This is an in person (open to the public) event that will be live streamed at Doheny Library, with a reception and exhibition of Ruskin Historical Documents in the Feuchtwanger Room (4pm).
Dinah Birch, CBE, is an English literary critic. Emeritus Professor of English Literature at Liverpool University, she has edited two books on Ruskin, Ruskin and Gender (2002) and John Ruskin: Selected Writings (2004). Birch served as the general editor of the 2012 edition of the Oxford Companion to English Literature (2012).

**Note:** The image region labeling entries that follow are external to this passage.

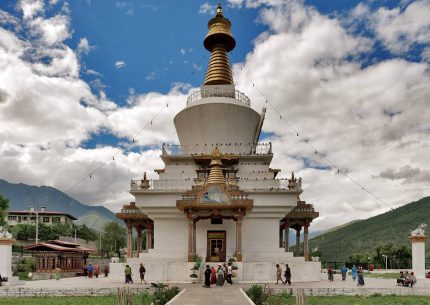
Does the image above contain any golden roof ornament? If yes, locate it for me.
[203,4,236,85]
[206,147,225,185]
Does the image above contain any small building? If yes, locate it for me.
[24,240,95,273]
[6,208,77,226]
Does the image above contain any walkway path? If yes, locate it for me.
[168,285,249,305]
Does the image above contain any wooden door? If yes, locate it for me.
[207,231,226,262]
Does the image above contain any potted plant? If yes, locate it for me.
[190,254,203,283]
[227,257,239,277]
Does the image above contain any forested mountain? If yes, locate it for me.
[309,197,430,262]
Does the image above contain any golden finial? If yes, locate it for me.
[206,147,225,185]
[203,3,236,85]
[216,2,222,16]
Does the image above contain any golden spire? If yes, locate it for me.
[203,4,236,85]
[206,148,225,185]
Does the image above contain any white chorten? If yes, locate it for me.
[111,6,321,282]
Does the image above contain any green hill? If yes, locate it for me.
[309,197,430,262]
[0,179,122,223]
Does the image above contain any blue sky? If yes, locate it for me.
[0,0,430,228]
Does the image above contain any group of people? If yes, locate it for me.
[327,265,364,286]
[276,264,291,285]
[82,264,109,279]
[124,263,146,284]
[204,263,233,288]
[397,271,417,288]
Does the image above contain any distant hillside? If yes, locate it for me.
[75,211,114,232]
[0,179,122,225]
[309,197,430,261]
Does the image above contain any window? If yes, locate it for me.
[227,172,236,179]
[211,218,222,225]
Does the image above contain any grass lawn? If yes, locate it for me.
[258,295,430,305]
[306,296,430,305]
[364,272,400,280]
[0,295,153,305]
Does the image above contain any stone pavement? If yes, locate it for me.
[0,273,430,296]
[171,285,249,305]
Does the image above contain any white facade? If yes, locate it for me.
[111,6,321,282]
[6,211,76,226]
[409,235,427,279]
[116,85,320,282]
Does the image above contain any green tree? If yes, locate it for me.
[77,224,97,241]
[11,223,36,240]
[0,194,9,226]
[99,221,127,252]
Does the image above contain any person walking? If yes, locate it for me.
[327,266,334,282]
[87,264,94,279]
[276,264,284,285]
[351,265,357,281]
[284,264,291,285]
[227,263,233,285]
[205,265,212,288]
[55,267,61,281]
[103,265,109,277]
[216,264,224,286]
[139,263,146,284]
[211,267,216,285]
[124,265,133,284]
[94,264,100,279]
[340,265,348,281]
[357,267,364,287]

Ruskin’s writing on women was complex, and sometimes contradictory. Something similar may be said of his far-reaching influence, both in his lifetime and since. Women were a major presence in his life, and his closest associates and most devoted followers were female. His contemporaries did not see him as a wholly masculine figure, though he claimed patriarchal authority in his roles as cultural critic or as the Master of the Guild of St George. In the decades immediately succeeding his death, his legacy often inspired women’s growing ambitions to play an active part in public life, for Ruskin had always insisted that they had a right and a responsibility to work – noting, for instance, of Millais’s painting of Tennyson’s Mariana (1851) that if he had painted ‘Mariana at work in an unmoated grange, instead of idle in a moated one, it had been more to the point – whether of art or of life’. But he defined women’s obligations in language that was offensive to later twentieth-century feminists, and this damaged his reputation. Recent interpretations of Ruskin’s continuing significance have explored the tensions within his gendered identity. This lecture will reflect on the evolution of these debates, arguing that Ruskin’s rich and challenging thought, with its piercing critique of unregulated capitalism and environmental destruction, continues to have much to offer both men and women.